Le 1e juin 2018, Bruxelles
Et si les hommes parvenaient à mieux nous faire comprendre la féminité? Et s'ils parvenaient à mieux nous faire ressentir la féminité? Ou carrément plus fort: et si les hommes réussissaient à mieux représenter voire incarner la féminité? C'est le pari fou mais complètement réussi qu'a relevé Thierry Smits, dans WAW (we are woman).

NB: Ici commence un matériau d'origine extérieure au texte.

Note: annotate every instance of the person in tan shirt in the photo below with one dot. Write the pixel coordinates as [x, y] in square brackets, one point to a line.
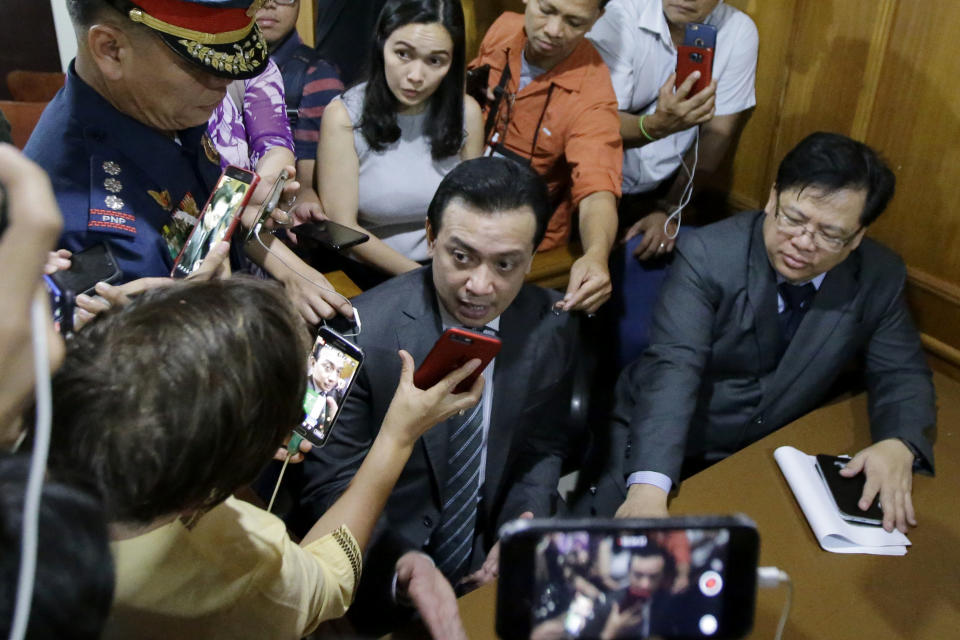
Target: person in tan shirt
[172, 404]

Et si les hommes parvenaient à mieux nous faire comprendre la féminité? Et s'ils parvenaient à mieux nous faire ressentir la féminité? Ou carrément plus fort: et si les hommes réussissaient à mieux représenter voire incarner la féminité? C'est le pari fou mais complètement réussi qu'a relevé Thierry Smits, dans WAW (we are woman).
Onze hommes en
pleine possession de leur force et de leur beauté virile font leur
entrée dans les vestiaires d'un match de foot. Incarnation stromboscopique d'une réalité sur-médiatisée qui associe mec,
équipe, gestes gras, cris rauques et ballon, et montre en passant
que les femmes ne sont pas les seules à être objectivées, ils vont
progressivement opérer la métamorphose qui doit les mener de Mars à
Vénus. Subrepticement, l'antre des Diables se transforme en douches
de fitness où les tapes dans le dos se font doucement plus
équivoques. Là où, dans un univers bien circonscrit et étiqueté,
des hommes ensemble semblait être synonyme de virilité polarisée
par un féminin absent et ailleurs, l'exclusivité masculine prend
rapidement, dans un contexte à peine différent, des contours plus ambigus où
émerge l('homo)sexualité et où s'amorce la transgression des
genres. Les gestes francs et directs s'amollissent. Les lignes
brisées se font courbes. Les maillots rouges sont troqués contre
des petites culottes. Avec en filigrane, peut-être, une question,
silencieuse: la polarité masculin-féminin est-elle incontournable?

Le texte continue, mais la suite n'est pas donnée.